Adding native audio recording for `audio` type questions

This is a continuation of the recent discussion here. It's also very related to creating background recordings since both require native recording capabilities.

1. What is the general goal of the feature?

  • Collect users should be able to record audio responses to interview questions without the need for external apps
  • Other applications often are not free, have many confusing settings, and generally add to the training requirements for enumerators

2. What are some example use cases for this feature?

  • Recording interview responses
  • Recording focus group discussions
  • Recording environmental samples (e.g. birds, traffic, etc.)
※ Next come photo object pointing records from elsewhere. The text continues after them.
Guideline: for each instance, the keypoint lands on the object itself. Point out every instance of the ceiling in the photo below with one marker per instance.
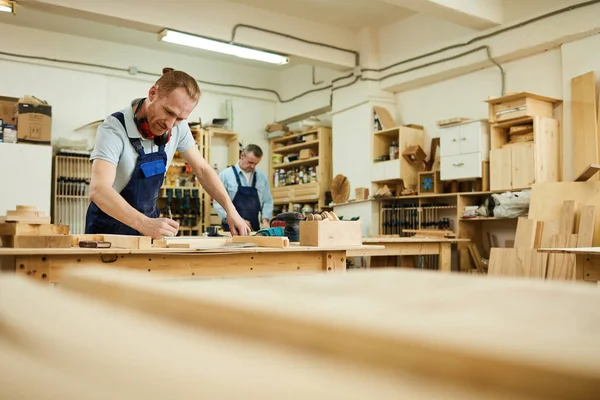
(136, 34)
(353, 14)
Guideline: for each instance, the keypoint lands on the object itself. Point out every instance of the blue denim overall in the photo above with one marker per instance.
(141, 192)
(246, 202)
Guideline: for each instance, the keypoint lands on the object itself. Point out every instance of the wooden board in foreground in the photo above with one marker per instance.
(420, 326)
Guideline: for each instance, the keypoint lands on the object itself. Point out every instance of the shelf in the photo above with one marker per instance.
(391, 132)
(297, 146)
(288, 137)
(298, 163)
(487, 219)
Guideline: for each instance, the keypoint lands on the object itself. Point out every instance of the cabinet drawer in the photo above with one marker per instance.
(449, 141)
(470, 138)
(466, 166)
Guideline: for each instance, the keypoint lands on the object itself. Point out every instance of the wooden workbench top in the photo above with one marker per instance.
(572, 250)
(222, 250)
(413, 240)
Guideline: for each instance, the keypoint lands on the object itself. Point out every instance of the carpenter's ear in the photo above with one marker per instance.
(153, 93)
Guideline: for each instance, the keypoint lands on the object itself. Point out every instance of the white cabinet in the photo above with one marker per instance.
(26, 178)
(463, 148)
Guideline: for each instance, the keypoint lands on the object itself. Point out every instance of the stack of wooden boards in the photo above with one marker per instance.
(524, 260)
(26, 227)
(112, 334)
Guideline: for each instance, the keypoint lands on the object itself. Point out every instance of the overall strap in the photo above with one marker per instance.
(137, 145)
(237, 176)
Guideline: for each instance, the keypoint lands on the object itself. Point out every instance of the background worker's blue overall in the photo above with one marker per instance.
(141, 192)
(246, 202)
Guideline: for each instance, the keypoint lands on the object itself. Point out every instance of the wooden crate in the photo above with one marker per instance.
(520, 105)
(330, 233)
(429, 182)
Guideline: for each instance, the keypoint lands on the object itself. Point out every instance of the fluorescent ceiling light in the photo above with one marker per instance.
(7, 6)
(199, 42)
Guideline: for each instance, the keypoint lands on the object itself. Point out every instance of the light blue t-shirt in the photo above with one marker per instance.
(112, 144)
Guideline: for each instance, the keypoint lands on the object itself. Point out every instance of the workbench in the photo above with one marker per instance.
(378, 334)
(48, 264)
(587, 261)
(410, 246)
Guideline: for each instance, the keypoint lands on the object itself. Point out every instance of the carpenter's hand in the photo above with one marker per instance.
(159, 227)
(237, 225)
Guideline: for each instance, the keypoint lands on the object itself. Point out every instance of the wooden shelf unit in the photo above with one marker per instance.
(416, 212)
(397, 172)
(311, 192)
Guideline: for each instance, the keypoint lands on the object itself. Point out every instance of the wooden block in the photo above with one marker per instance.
(263, 241)
(586, 174)
(529, 234)
(502, 261)
(500, 169)
(129, 242)
(37, 242)
(567, 217)
(584, 129)
(385, 118)
(16, 228)
(587, 220)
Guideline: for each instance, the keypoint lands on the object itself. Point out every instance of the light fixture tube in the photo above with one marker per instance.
(199, 42)
(7, 6)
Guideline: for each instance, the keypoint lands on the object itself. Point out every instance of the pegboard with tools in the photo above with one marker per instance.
(72, 174)
(402, 218)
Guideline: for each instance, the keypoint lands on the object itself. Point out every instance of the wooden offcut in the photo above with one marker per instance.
(585, 130)
(263, 241)
(587, 173)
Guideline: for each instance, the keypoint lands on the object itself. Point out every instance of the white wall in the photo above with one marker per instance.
(578, 58)
(80, 95)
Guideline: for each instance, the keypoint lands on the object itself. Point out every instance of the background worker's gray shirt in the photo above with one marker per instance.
(112, 145)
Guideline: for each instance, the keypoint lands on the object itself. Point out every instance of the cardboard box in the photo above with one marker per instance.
(330, 233)
(32, 116)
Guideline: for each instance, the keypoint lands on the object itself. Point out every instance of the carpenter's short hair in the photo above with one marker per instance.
(172, 79)
(254, 149)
3. What can you contribute to making this feature a reality?

  • UX/UI design, funding

Hi @Tino_Kreutzer, great that you created this thread. Today I spoke with my friend cofinancer&developer and he shared with me some concerns about using AMR regarding Licensing and patent issues that we should take into account:

"In the category of personal computer products, e.g., media players, the AMR decoder is licensed for free. The license fee for a sold encoder falls from $0.40 to $0.30 with volume, up to a maximum of $300,000 annually. The minimum annual royalty is not applied to licensed products that fall under the category of personal computer products and use only the free decoder.[7][8]"
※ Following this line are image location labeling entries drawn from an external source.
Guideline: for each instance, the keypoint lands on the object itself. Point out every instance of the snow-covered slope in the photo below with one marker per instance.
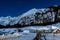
(31, 16)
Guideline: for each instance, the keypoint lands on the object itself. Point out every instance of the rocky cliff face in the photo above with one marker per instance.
(33, 17)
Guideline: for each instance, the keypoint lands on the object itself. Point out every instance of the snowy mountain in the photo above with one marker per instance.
(33, 16)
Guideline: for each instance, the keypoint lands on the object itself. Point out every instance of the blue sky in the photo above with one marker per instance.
(17, 7)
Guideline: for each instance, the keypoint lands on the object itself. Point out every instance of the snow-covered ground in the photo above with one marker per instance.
(27, 35)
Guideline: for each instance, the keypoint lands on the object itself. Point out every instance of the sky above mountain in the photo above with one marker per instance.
(17, 7)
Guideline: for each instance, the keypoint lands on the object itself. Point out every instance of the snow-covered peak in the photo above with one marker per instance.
(32, 11)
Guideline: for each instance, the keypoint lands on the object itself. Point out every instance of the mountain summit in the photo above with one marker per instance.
(34, 17)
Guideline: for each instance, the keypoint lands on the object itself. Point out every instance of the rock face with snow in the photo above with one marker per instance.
(33, 17)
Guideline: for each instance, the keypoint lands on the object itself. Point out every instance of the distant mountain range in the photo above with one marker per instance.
(33, 17)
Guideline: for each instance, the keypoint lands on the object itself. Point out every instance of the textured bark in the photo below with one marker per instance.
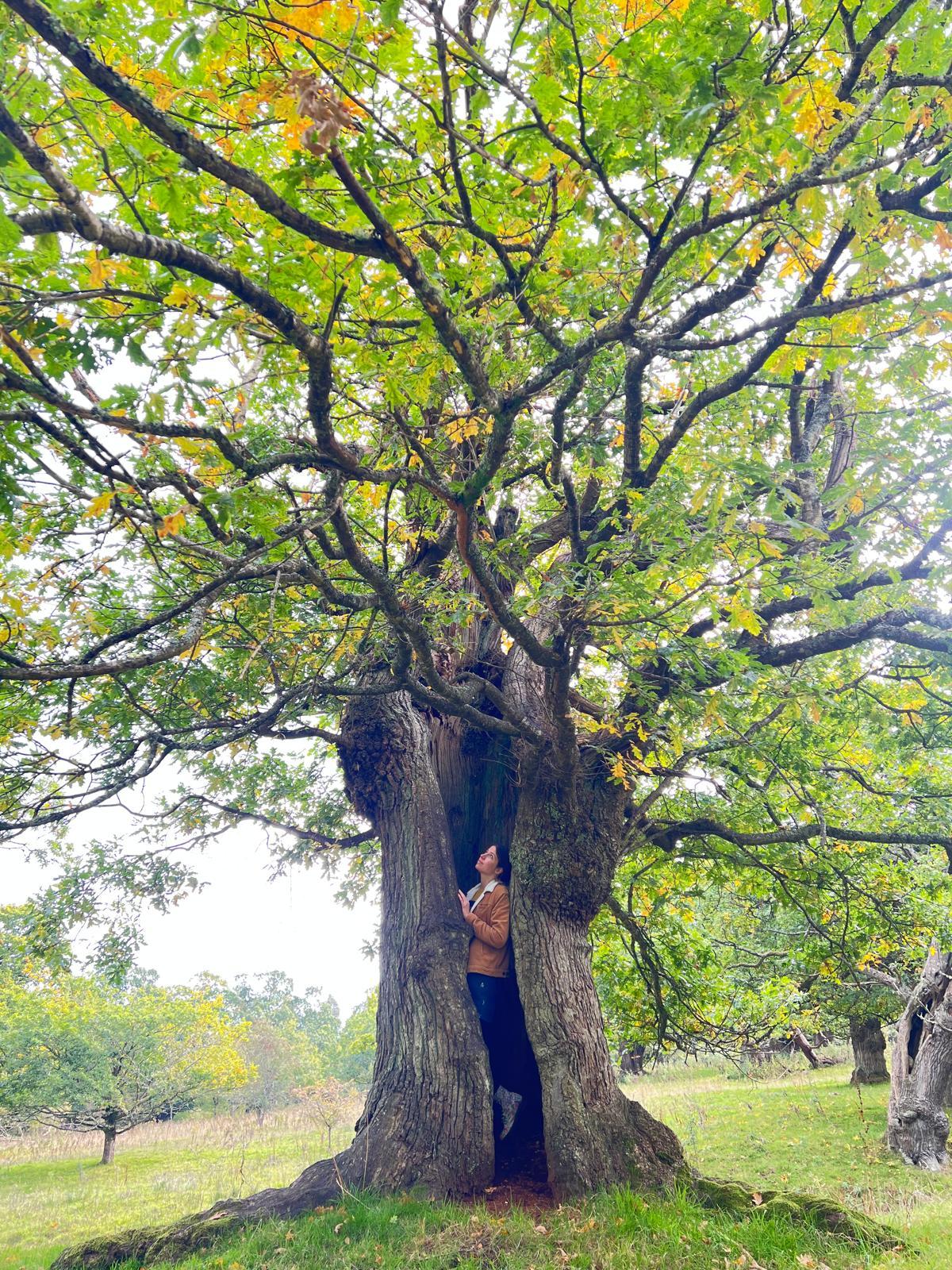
(917, 1126)
(869, 1052)
(428, 1119)
(564, 852)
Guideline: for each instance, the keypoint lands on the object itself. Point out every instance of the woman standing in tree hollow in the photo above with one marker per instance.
(486, 911)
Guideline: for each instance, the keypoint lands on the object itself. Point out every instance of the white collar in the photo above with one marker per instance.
(490, 886)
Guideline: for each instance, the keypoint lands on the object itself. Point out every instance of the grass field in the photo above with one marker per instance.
(800, 1130)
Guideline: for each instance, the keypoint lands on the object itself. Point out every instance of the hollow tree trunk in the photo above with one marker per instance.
(869, 1052)
(564, 854)
(428, 1121)
(917, 1126)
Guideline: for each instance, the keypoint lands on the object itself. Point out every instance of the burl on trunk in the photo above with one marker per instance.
(917, 1124)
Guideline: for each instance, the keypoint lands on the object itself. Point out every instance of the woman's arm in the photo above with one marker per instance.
(494, 930)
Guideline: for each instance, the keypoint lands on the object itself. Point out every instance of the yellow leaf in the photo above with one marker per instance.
(99, 505)
(171, 524)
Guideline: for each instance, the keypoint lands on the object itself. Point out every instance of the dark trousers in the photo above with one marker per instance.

Other royalty-free formats of interest that he shared with me are:

FLAC - compresión sin pérdida, comprime wav a ~40%:

Opus - compresión con pérdida con enfoque en voz (alternativa a mp3):

I guess a good point to start the conversation is to define what we could do with the resources my friend and I have available and from there, we should look for other funds or developers contributing to it. Also, as you mentioned defining the specs is the other side.

I will describe in the next days what was the initial scope and from there we can continue the conversation. What do you think?


Hi all,
Description of the App that we already arrange / got funds to develop:

The key points of this app are:
• Available on google play and it can be run on Android.
• Audio could be recorder in mp3, wav and other formats such as FLAC and OPUS.
• Open source code
• We are thinking to use it for short interviews or answering open questions
• Responds to: android.provider.MediaStore.Audio.Media.RECORD_SOUND_ACTION
• Compatible with ODK collect v.1.27.3
• Developed in Java

We were thinking to develop first the external app and use it in the field. Later, we could search for some funds / time to help in adapting it to be integrated in ODK collect. The reason for this is that we need to have it working in September. We will be sending the data to ODK Central and I don´t know if there is something else we should consider or if this is enough to start.

Thank you for your comments and I will let you know the name of the app and where is the code once we have it ready to share it.

Thanks for the update @Inti_Luna! Looking forward to seeing what you've worked on. It would be interesting to have the team working on the app connect with the ODK community on here or on Slack around how any future integrations could work and around potential blockers to merging like licensing, code quality and test coverage.

Hello Seadowg and all,
The code is almost ready for this first version. You can see the code in

Some points to mention:

  • formats available at the moment: wav, flac and opus.
  • app is 1.5MBs and less than 5MB installed
  • 10 seconds are (16Khz, mono, 16bits):
    191 KB in wav
    112 KB in flac (58% of wav size)
    12 KB in opus (6% of wav size)

I wanted to ask for people speaking french, german and portuguese if you can help with this translation to have it ready for this first version. there will be instructions how to add more languages but at least I wanted to start having spanish, english, french, german and portugues.Other non-main stream languages are welcome.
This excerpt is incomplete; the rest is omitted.